TELOSscope: The Telos Press Blog

On the Term “Islamic Fascist”

The designation of Hezbollah and other jihadists as “Islamic fascists” has ruffled some feathers. The mixture of a religious adjective and a political substantive apparently goes too far for the defenders of a wall of separation between Church and State. Unfortunately (or not?) the life-world in which real experience transpires does not necessarily correspond to the strictures of political correctness. Existence precedes essence, sometimes religion does enter politics, and sometimes Muslims are fascists. To be sure, not always, nor even frequently: there are Islamic liberals, Islamic reformers, Islamic traditionalists, Islamic Communists, and . . . Islamic fascists, for example, Hezbollah, or the various terrorist gangs that planned murdering civilians in airplanes. The war against them is an anti-fascist war, as I wrote last week.

In a similar spirit, the former editor-in-chief of the London daily Al-Sharq Al-Awsat and current director of Al-Arabiya TV, Abd Al-Rahman Al-Rashed, endorsed President Bush’s use of the term “Islamic fascists” with regard to those who attempted to carry out the plot against air travel. His article “They Are Fascists” appeared in Al-Sharq Al-Awsat on August 14 and included passages such as the following:

“Many of us are only concerned with reputation and image, our image in the media, and the reputation of the Muslims in the world, but they do not care about reforming the original source, their children.

“When U.S. President George W. Bush described those who plotted to kill thousands of passengers in ten airliners as Muslim fascists, protests from a number of Islamic societies in the West and the East were voiced against this description.

“What is wrong with using a bad adjective to describe a terrorist as long as he is willing to personally call himself an Islamist; declares his stance, schemes, and aims; while his supporters publicly call for killing of those whom they consider infidels, or disagree with them religiously or politically?

“The strange thing is that the protesting groups, which held a press conference, would have done better to have held it to denounce the deeds of those affiliated to Islam, who harmed all Muslims and Islam.

“Bush did not say that the Muslims were fascists; he said that the Muslim fascists were the problem, i.e., he distinguished between an extremist group and the general innocent peaceful Muslims. Yes, fascism is a word that has bad connotations, and is used here to approximate the meaning to the listeners. The Westerners know that fascism is an extremist nationalist movement, which emerged from the European society, and was responsible for destructive wars caused by its premises, which are based on discrimination, racism and hatred. This approximation is correct when you apply it to the literature of the Islamic extremists. The same as the Europeans fought fascism and the fascists by word and by gunpowder, the world will fight the extremist Islamists. This is what the good Muslims, who are at the forefront of those hunting down Al-Qaeda, do; the same as the Muslim who exposed the latest conspiracy to hijack the airliners, when he hastened to inform the security authorities when he suspected what was happening in the neighborhood.

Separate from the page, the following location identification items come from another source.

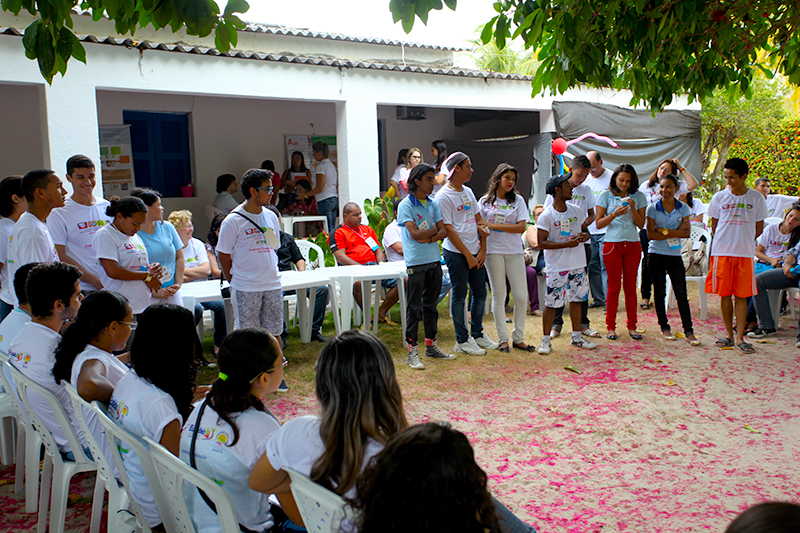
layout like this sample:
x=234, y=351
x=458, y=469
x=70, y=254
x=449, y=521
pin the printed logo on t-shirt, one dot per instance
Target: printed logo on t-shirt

“What is more important than preoccupation with preserving the image is to rectify the situation, and to confront the extremists among us. The majority of the Westerners did not know anything about Islam and Muslims until bin Laden, Al-Zawahiri, Muhammad Atta, and the culprits of the London explosions called themselves Islamists, and started to use the Koran and the Islamic historical nomenclatures. You cannot call the Red Brigades Movement anything other than what they call themselves, and there is no escape from calling them Italian communists; the same applies to the National Front in Britain, which is described as a Nazi and fascist movement.

“In the end, describing rotten apples as rotten does not make the people hate eating good apples. The same applies to the Muslims; there are one billion Muslims in the world, and the world has no option other than dealing with them, and hunting down the evil minority among them. We have wasted a long time since the seventies in being preoccupied with protesting against nomenclatures and images. This is despite the fact that these people hijack civilian airliners, kill people in restaurants, and justify their actions by using pan-Arab or Islamic descriptions. To describe a Muslim as terrorist is natural if he is a terrorist, the same as you do with a Colombian drug smuggler, an Italian mafioso, a Russian butcher, a British Nazi, or a U.S. right-wing extremist.”